The key issues are these. First, we are apparently at variance with the entire remainder of Europe, which has stated categorically that it will have no LIBOR prosecutions for any incident that occurred before 15 April 2013, as the new regulations came in on that date. All the prosecutions that we have seen go back as far as August 2006, so they would not have been relevant.
Secondly, the rest of Europe has been greatly upset by comments made by no less than the Lord Chief Justice in determining one of the appeal processes relating to these cases. He said that the bank’s positions in these LIBOR cases could have no link to the relevant indexes of the day when the deals were struck. That is not only fundamentally wrong; it is arrant nonsense, if I may be so bold. In any financial market, the bank’s position will always have a link to any index.
A range of possible rates could apply. That point was accepted by the FCA in the extraordinary disciplinary process that it mounted and completed just a few weeks before the start of the LIBOR cases, all of which involved the UBS bank and particularly its principal LIBOR trader—a man called Tom Hayes. The FCA, quite reasonably—expecting that this case would produce some prosecutions—set out to prepare the way for a lifetime ban on the other UBS staff who had been working on LIBOR. In doing so, it first convened its disciplinary committee, consisting of five people and 15 expert advisers. It sat intermittently over a three-month period and came up with three absolutely critical conclusions.
The first was that all LIBOR, in contravention of what the prosecution was saying in these cases, was based on daily fixings in something acknowledged as “the range”, which limited the minimum and maximum spot fixings that could be achieved. Secondly, the committee confirmed that the range had been correctly applied throughout all the cases that had gone through UBS and that there was no sign of any dishonesty whatever in that process. Thirdly, it then looked at the rest of the situation and said that the senior executive to whom Mr Hayes had had to report his fixings each day had behaved perfectly correctly. It said that there was no question of his disqualification and all accusations were binned.
Given those circumstances, that would have been a hugely valuable piece of information to have passed into the jury’s knowledge. Indeed, the FCA sent a copy of its report of the proceedings to the Serious Fraud Office, asking that it be placed in the hands of the defence counsel for the trial. Three weeks into the trial, it was found that the SFO had never released the report, and it was never seen again. The judge refused to allow it to be submitted as late evidence and the jury accordingly convicted. Mr Hayes was sent to prison for 13 and a half years and a confiscation order for £1.8 million was passed upon him—it realised only £800,000 but we cannot win on all things. He has almost 10 and a half years of his sentence still to serve, but I am sure it is a great consolation for him to know that the FCA thought his boss perfectly innocent of any accusation in the process that has now lumbered him with slopping-out every morning as he ticks another day off his sentence.
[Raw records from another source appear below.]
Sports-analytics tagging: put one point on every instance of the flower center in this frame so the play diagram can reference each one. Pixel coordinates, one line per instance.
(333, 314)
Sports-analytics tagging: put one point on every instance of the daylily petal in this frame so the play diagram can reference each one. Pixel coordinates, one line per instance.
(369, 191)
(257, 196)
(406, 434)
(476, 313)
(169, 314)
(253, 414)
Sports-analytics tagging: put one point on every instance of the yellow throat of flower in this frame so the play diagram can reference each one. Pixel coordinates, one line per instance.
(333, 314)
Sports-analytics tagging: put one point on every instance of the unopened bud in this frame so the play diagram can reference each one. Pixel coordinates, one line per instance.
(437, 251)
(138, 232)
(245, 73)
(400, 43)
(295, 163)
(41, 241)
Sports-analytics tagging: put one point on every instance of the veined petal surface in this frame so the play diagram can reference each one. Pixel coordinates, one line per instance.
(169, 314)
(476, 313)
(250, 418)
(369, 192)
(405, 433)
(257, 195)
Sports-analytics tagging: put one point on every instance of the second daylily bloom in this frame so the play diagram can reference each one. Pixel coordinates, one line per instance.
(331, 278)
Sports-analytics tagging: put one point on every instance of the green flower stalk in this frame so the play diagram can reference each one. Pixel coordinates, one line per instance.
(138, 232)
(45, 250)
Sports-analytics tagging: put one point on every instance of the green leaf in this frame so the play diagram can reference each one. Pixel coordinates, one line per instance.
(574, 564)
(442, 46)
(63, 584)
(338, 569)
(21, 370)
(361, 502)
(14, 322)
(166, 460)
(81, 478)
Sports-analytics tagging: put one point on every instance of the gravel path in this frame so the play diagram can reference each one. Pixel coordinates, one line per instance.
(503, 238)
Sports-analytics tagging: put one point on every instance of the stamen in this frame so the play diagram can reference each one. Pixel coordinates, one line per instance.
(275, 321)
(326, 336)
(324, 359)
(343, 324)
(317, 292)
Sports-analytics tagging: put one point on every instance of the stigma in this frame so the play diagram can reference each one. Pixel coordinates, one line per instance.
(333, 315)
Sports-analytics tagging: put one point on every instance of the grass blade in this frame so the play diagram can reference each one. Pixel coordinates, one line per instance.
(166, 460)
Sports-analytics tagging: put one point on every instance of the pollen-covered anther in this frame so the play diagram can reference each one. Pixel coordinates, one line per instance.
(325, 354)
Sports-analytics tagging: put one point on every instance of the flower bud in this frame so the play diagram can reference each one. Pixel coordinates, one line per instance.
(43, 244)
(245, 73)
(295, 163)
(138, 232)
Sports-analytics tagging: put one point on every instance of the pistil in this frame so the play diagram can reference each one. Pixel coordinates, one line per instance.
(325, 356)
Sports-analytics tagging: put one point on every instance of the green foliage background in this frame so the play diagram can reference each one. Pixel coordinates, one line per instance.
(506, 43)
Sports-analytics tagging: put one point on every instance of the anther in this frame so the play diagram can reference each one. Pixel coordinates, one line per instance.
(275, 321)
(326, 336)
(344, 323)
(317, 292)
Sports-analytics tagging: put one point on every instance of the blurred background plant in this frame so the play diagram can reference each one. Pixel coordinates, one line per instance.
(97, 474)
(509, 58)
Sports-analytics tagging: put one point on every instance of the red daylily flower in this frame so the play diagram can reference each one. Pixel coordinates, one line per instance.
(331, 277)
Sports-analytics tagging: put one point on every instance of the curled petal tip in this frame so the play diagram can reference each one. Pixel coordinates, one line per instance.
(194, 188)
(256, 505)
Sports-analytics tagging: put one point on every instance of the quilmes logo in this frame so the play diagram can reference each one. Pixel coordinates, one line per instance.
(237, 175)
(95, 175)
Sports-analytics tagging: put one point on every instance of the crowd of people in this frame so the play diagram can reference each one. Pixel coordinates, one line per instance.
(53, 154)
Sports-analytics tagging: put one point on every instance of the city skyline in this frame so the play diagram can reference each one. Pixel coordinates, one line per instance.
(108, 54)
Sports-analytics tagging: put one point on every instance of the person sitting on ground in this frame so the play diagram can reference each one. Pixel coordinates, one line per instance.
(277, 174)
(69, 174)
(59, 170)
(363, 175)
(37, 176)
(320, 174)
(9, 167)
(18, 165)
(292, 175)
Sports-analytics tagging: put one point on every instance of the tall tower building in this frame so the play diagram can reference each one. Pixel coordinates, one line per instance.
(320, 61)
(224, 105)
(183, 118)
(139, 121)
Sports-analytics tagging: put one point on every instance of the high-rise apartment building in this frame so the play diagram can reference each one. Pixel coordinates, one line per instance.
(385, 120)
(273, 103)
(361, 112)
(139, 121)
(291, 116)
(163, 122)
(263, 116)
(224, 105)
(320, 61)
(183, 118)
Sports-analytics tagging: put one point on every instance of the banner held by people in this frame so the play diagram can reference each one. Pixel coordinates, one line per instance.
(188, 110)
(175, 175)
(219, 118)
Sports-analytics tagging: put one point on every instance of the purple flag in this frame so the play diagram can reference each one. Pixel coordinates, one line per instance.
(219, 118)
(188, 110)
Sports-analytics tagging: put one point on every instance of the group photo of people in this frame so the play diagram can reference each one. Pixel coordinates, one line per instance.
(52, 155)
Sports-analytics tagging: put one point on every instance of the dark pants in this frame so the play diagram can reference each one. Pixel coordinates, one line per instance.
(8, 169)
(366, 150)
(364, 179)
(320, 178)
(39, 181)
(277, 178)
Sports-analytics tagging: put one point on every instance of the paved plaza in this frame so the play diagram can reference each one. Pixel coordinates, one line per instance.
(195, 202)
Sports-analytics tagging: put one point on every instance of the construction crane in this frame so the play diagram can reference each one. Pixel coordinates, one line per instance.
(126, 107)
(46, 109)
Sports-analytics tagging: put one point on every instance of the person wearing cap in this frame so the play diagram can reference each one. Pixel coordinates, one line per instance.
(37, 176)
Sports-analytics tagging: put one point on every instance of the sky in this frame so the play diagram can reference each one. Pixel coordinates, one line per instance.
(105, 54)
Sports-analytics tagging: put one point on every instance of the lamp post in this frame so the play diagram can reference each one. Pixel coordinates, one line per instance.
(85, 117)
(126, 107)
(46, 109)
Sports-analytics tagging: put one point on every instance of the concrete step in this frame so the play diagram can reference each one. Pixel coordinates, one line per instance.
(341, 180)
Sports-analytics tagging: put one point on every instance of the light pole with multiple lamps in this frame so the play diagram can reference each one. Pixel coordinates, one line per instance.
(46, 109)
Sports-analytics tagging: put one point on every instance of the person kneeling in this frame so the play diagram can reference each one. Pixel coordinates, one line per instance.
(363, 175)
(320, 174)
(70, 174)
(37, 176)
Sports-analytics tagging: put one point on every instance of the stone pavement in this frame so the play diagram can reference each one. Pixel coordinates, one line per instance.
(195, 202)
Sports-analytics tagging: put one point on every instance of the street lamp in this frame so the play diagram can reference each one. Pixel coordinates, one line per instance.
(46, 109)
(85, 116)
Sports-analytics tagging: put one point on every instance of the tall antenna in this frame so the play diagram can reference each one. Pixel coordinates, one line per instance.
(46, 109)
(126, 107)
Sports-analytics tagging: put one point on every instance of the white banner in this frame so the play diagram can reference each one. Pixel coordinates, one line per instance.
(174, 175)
Having started off trying to circumvent the trial process by going for a common-law prosecution—they could not do it under the LIBOR rules due to the European restriction—they then gave themselves the task that although it was a common-law prosecution, they had to recreate a knowledge of LIBOR in the minds of the jury to understand the whole process. The SFO, ever helpful in these matters, provided an expert witness. He was a great success, and ran through every trial. However, in the fourth trial, he broke down and confessed that he did not know the first thing about LIBOR, had never worked a day in the LIBOR market and had been given coaching by the SFO as to what to say to convince the jury—that is splendid British justice for us.
The new Government need to address three separate and vital LIBOR issues. First, as a matter of common justice they need to decide how we are going to sort out the mess we are in with this one. Secondly, we have to work out how we are going to amend the statute book and codes of practice to ensure that we are clean for the future. Thirdly, we have to get ourselves back into LIBOR permanently and stay there. If we do not, we are all going to hell in a handcart and nothing in our financial services market is going to save us. This is a real issue and we need to address it very urgently. I commend it to the attention of the incoming Government.